特別の寄与に基づく金銭請求
2018.11.21更新
平成30年7月6日に民法及び家事事件手続法の一部を改正する法律が成立しました(同年7月13日公布)。この特別の寄与については公布の日から1年以内に施行される(別途「政令」で指定)ことになっています。
今まで相続人以外の親族は、被相続人の療養看護等に努めてその財産の維持や増加に寄与したとしても、相続人ではないとの理由でまったく相続財産の分配を受けることができませんでした(被相続人から遺贈を受けることは可能です)。
今回の改正により相続人以外の親族(たとえば、夫の父が亡くなった場合の妻等)が、被相続人の療養看護等を行った場合、一定の要件のもとで、相続人に対して金銭(特別寄与料)の支払いを請求することができることになりました。以下で概要をご紹介します。
1.特別の寄与とは?
寄与行為として認められるためには「療養看護」や「事業従事等の労務の提供」を無償で行い、被相続人の遺産の維持・増加に貢献することが必要です。
2.特別寄与者
特別寄与者となりうる人は、被相続人の親族(6親等内の血族及び3親等内の姻族)です。ただし、相続人、相続放棄をした人、相続欠格者、相続廃除された人は除かれます。言うまでもありませんが、特別寄与者に該当するのは被相続人の「親族」であるため、内縁の妻が相続人に対し特別寄与料の請求を行うことはできません。
3.特別寄与料
特別寄与料の具体的な価額は相続人と特別寄与者の協議によって定められ、協議が整わないときや協議ができないときは家庭裁判所に特別の寄与に関する処分の審判を申し立てることによって支払い内容が定められることになります。

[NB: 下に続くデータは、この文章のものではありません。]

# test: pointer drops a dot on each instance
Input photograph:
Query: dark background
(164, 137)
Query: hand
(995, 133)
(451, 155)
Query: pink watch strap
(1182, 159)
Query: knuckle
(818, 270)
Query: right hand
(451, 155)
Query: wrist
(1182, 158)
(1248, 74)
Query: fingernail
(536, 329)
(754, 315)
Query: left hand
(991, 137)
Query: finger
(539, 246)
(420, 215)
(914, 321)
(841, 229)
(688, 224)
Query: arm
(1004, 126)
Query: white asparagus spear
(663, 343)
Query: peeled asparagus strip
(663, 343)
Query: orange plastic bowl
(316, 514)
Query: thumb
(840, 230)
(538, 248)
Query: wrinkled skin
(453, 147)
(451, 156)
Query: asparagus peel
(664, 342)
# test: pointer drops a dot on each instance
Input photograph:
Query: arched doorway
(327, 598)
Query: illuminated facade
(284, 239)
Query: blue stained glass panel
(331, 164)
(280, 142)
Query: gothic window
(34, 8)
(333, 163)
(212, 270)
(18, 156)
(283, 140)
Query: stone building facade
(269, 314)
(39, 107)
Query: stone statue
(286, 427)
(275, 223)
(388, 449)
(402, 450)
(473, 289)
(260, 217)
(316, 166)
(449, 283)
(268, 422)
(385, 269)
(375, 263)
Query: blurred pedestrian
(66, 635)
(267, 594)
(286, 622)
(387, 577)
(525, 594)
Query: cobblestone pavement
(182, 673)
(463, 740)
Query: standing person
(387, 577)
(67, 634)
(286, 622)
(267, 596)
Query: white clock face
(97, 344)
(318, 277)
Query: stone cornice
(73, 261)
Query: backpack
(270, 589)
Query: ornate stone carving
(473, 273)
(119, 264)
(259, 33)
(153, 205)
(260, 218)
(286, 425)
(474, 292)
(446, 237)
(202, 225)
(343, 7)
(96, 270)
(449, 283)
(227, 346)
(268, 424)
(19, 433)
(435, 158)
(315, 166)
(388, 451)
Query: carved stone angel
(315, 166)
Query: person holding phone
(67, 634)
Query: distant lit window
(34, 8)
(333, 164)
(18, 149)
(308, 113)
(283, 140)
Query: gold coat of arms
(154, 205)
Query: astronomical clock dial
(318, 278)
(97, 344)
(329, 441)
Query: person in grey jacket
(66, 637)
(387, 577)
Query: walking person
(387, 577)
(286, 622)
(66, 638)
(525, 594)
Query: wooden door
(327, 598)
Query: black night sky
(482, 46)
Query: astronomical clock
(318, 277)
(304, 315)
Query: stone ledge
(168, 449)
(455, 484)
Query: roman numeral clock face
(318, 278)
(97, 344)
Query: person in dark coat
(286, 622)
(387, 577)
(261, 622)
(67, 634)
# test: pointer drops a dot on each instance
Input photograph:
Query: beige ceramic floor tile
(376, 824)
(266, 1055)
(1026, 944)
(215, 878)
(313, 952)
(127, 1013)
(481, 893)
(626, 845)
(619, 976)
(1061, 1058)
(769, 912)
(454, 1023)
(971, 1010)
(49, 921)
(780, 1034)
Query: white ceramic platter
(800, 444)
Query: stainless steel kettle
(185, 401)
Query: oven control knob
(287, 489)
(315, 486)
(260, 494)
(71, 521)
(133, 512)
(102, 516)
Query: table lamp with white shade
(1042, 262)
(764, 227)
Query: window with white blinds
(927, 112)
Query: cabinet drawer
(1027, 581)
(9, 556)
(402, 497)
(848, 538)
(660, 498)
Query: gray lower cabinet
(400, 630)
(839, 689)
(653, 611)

寄与料の負担については、各相続人が法定相続分の割合に応じて負担する必要があります。
4.最後に
本改正により、相続人以外の親族の被相続人に対する寄与に報いることが可能になりました。被相続人の療養看護をした親族と何もしていない相続人の不公平さが少しでも解消されることを期待したいものです。
たとえば、長男の嫁が義父の療養看護に努めていた場合、今までは「私はどうせ相続人ではないから、義父の財産は何ももらえないんだわ・・・」とあきらめていたことが、今後は特別寄与料の請求権を持つことで相続人に相対することができるようになります。本格的に施行されたあとにこの制度がどのように利用されていくのか、その動向が気になります。